# Charles Daly ZDA - any good?



## dannyb (Jun 17, 2008)

I've been looking at a Charles Daly ZDA in 9mm. I've noticed a couple of posters saying that they are NG in a couple of "what do you consider a POS" threads. Are there any out there who think this is a good pistol? A great pistol? Buy it at a good price (which would be what?), run away and don't look back? Any and all information is welcome.


----------



## Don357 (Dec 4, 2007)

The ZDA is a Zastava pistol which are now imported by EAA and called the EZ series. They were called the CZ99, CZ999 Scorpion and a few other things. They are very good guns although EAA's customer service leaves lots to be desired. 
The design is a cross between a Sig 226 and a Walther P-88, and has worked very well. Check out this website for more information on these and other Zastava pistols. www.CZ999.org. I have a South African version (built under licence by Tressitu) called a TZ99, It is by far the best shooting pistol I have!


----------



## dannyb (Jun 17, 2008)

Thanks for the report. I ended up buying it and taking it to an indoor range. You're right, it's great. Decent accuracy, 100 rounds without a single hitch.
The oddball thing is the low-ammo indicator. This model takes magazines with a spring-thing on the follower and a hole in the side of the magazine. When there's 4 rounds left - 3 in magazine and one in chamber - the spring-thing hits a pin on the right side of the grip; the pin pokes you in the web of the trigger finger and lets you know that you're low on ammo. It doesn't hurt, but it is noticeable.

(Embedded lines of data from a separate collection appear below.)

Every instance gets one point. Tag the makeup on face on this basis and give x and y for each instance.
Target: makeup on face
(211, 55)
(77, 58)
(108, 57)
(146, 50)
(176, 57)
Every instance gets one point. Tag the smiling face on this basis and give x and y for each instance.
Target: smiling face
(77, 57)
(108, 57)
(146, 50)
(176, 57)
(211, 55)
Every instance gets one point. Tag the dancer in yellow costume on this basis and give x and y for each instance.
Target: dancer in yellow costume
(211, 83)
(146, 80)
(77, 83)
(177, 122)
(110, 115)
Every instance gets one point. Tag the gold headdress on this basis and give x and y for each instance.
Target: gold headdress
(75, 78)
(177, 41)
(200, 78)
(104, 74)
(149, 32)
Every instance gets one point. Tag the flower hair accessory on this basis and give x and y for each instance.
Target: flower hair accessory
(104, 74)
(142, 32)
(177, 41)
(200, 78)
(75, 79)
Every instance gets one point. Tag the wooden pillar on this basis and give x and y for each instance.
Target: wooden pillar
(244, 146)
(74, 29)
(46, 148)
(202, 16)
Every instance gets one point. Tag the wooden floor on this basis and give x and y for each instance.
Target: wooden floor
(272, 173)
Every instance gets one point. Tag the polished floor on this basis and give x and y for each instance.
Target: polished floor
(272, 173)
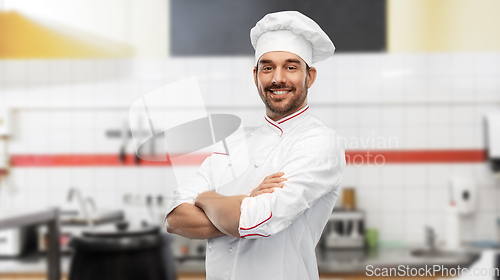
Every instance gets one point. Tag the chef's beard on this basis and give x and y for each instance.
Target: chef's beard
(293, 104)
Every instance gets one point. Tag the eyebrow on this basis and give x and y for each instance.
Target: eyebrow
(290, 60)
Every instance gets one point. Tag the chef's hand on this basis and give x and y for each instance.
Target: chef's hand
(268, 184)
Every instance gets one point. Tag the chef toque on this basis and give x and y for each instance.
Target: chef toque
(293, 32)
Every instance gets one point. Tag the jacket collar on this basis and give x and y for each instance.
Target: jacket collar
(285, 123)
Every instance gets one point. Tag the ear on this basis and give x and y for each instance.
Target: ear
(255, 76)
(311, 76)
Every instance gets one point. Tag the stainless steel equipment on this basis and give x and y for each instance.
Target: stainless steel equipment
(344, 230)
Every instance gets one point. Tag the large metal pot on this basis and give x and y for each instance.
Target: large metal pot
(141, 253)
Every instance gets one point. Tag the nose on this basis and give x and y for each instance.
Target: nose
(279, 76)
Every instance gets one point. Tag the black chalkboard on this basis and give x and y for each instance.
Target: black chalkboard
(222, 27)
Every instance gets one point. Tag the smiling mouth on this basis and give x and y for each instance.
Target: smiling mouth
(279, 93)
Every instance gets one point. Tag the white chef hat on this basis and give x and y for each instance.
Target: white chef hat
(293, 32)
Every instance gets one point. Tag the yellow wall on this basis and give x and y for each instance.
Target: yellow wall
(443, 25)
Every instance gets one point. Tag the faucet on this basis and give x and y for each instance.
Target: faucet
(74, 191)
(430, 238)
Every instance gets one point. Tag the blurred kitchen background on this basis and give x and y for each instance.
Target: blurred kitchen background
(414, 88)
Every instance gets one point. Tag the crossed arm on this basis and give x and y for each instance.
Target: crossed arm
(213, 214)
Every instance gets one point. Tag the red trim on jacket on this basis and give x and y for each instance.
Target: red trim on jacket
(255, 234)
(275, 126)
(298, 113)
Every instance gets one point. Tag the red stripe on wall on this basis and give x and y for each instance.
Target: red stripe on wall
(97, 160)
(372, 157)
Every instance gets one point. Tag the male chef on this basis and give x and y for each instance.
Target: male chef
(265, 223)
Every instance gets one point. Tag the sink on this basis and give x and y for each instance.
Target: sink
(69, 218)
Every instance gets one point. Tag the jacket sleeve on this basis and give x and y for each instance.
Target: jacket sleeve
(187, 193)
(314, 167)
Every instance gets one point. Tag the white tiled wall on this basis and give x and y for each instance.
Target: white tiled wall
(422, 101)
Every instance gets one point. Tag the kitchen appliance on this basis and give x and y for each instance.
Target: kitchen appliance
(122, 252)
(15, 242)
(492, 139)
(344, 230)
(349, 199)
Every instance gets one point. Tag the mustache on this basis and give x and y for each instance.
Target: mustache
(278, 87)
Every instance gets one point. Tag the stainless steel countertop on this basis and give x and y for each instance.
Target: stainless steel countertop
(346, 261)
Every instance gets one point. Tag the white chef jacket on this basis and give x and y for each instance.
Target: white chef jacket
(279, 230)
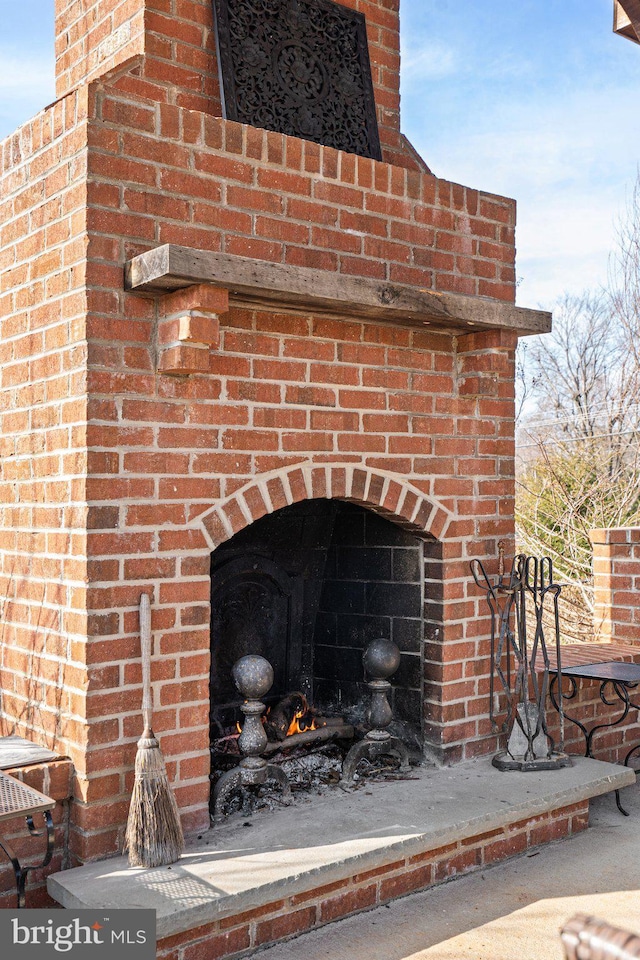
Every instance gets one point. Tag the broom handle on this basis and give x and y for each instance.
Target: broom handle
(145, 648)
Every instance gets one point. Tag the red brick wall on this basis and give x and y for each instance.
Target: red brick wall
(163, 174)
(616, 582)
(169, 48)
(118, 478)
(180, 66)
(43, 426)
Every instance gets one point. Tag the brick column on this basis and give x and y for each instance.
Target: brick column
(616, 584)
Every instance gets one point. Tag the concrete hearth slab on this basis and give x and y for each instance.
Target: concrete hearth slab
(234, 867)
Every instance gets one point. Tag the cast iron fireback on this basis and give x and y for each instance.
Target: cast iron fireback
(298, 67)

Last week I looked for zda magazines on Gunbroker - there were a number of the 10-rounders up for sale. I didn't have my card available so I (stupidly) waited for the next day - when they were all gone. 

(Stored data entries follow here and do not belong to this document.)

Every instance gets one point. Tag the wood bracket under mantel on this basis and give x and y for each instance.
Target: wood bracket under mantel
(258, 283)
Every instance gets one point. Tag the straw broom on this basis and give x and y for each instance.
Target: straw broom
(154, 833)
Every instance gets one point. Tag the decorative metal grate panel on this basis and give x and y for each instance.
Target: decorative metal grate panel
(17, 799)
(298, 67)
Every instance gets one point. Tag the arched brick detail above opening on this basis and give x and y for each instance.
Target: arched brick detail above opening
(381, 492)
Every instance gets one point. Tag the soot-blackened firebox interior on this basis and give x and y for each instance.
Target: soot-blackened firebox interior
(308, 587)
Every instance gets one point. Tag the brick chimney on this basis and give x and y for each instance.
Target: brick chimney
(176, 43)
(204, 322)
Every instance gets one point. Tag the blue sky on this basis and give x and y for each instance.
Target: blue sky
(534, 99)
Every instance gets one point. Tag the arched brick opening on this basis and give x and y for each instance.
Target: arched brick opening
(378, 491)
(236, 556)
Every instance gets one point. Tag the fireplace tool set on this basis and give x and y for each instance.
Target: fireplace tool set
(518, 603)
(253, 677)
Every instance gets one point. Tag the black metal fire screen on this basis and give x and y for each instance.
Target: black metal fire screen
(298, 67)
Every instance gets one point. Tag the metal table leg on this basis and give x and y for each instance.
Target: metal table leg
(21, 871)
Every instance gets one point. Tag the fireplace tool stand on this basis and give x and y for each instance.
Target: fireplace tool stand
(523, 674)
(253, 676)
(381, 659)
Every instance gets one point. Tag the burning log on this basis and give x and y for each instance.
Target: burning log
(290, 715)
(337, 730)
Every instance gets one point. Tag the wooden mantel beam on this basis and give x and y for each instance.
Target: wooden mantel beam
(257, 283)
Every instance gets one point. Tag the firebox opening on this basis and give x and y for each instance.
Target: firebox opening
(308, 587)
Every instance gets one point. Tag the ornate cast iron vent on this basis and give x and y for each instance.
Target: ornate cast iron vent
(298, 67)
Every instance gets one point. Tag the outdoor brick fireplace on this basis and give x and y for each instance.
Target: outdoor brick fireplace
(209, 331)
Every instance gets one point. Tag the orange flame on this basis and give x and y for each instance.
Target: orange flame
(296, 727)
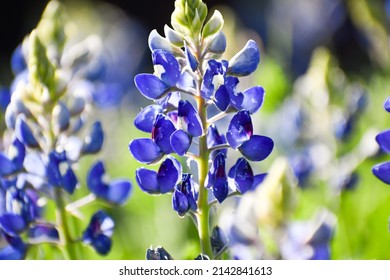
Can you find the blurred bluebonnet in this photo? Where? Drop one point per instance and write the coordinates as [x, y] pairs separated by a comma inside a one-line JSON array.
[[382, 170], [47, 137], [189, 84]]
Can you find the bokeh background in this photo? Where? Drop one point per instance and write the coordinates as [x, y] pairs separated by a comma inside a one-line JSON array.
[[325, 68]]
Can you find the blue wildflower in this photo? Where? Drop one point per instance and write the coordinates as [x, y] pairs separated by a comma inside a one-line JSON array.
[[162, 181], [185, 196]]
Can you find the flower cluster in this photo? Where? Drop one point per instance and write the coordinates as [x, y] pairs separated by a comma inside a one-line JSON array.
[[189, 84], [49, 131]]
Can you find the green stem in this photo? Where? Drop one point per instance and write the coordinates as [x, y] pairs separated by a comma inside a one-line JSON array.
[[63, 227], [203, 206]]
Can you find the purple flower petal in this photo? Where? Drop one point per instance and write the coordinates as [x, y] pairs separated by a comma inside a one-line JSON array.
[[147, 180], [221, 98], [257, 148], [382, 171], [253, 99], [115, 192], [145, 119], [151, 86], [242, 174], [180, 203], [171, 71], [118, 191], [169, 174], [6, 165], [191, 122], [387, 104], [24, 133], [180, 142], [245, 61], [383, 140], [12, 224], [162, 131], [15, 250], [240, 129], [145, 150]]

Any idea where to get more mags (I do have a couple)?


----------



## buck32 (May 26, 2008)

New guns MUST come with PICS!!!!

Welcome to the forum.


----------



## Don357 (Dec 4, 2007)

check with CDNN. They usually have CZ99 mags. They will work, but I'm not sure about the "low ammo" feature. Check out this website "www.cz999.org", Vincent or somebody there may have more information. 
Don


----------